Frequently asked questions

How do I build an accordion in pure CSS?
The cleanest way is the native details and summary elements: each accordion panel is a details element, the clickable header is its summary, and the browser handles open and close for free — no JavaScript. The alternative is the hidden-checkbox pattern: a checkbox toggles a panel via :checked. Every accordion in this gallery is pure CSS using one of these two techniques.
Can a CSS accordion work without JavaScript?
Yes — all 26 accordions here are 100% CSS, no JavaScript. The details/summary element opens and closes natively, and CSS handles the styling, the icon rotation and the reveal. For the smooth height animation, modern CSS uses interpolate-size and ::details-content; browsers without that support simply snap open, which is a graceful fallback.

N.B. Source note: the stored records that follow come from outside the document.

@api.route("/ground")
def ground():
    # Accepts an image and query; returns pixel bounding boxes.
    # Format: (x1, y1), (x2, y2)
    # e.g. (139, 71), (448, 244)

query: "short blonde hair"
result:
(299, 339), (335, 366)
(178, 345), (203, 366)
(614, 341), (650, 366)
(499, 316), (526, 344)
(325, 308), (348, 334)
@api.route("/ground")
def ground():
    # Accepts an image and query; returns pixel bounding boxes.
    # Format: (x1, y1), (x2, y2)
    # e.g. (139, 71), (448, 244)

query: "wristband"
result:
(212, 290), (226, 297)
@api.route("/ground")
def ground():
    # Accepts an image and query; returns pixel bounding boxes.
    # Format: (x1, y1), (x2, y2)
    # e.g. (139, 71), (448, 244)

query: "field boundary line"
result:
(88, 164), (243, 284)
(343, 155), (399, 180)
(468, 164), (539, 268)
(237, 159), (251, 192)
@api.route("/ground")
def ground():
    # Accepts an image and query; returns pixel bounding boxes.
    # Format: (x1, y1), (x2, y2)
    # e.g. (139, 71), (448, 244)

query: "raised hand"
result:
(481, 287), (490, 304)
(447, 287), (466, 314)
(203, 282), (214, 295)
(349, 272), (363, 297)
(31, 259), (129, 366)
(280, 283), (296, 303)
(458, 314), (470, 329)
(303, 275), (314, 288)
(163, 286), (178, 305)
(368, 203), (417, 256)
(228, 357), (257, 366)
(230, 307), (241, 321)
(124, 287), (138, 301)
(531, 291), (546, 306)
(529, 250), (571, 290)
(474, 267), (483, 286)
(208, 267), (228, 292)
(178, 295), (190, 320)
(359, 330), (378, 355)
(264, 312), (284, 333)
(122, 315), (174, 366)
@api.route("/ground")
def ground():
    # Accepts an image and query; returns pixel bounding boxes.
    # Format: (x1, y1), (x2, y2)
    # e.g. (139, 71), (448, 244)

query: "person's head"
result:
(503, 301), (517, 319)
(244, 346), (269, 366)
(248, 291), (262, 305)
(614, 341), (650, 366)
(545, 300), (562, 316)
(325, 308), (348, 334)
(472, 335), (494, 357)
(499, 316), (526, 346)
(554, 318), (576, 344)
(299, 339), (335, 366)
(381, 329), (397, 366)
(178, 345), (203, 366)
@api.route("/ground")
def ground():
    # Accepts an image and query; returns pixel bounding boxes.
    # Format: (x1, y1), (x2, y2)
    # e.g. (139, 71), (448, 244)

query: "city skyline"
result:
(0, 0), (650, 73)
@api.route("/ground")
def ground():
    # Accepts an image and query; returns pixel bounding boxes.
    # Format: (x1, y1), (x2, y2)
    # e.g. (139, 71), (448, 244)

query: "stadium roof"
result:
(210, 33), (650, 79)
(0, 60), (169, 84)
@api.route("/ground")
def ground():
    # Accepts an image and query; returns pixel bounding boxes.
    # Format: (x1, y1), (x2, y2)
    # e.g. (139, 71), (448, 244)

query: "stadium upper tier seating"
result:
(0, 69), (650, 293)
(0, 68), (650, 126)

How do I animate an accordion open and close smoothly in CSS?
Animating to height: auto used to be impossible in CSS. Modern browsers solve it with interpolate-size: allow-keywords plus a transition on the details::details-content block-size. Older browsers fall back to an instant open. Some demos also use a grid-template-rows 0fr to 1fr transition, another pure-CSS way to animate an unknown content height.
What's the difference between a vertical and horizontal accordion?
A vertical accordion stacks panels top to bottom and expands them downward — the familiar FAQ layout. A horizontal accordion places panels side by side and expands them sideways, which suits image galleries and feature showcases. This collection has 17 vertical and 9 horizontal layouts so you can pick whichever fits your space.
Are these CSS accordions accessible?
Yes. The details/summary demos are accessible by default — the browser exposes the expanded state and handles keyboard toggling with Enter and Space. Summaries are real, focusable controls with visible focus states, and any continuous animation honours prefers-reduced-motion. All demos are MIT licensed and free to use.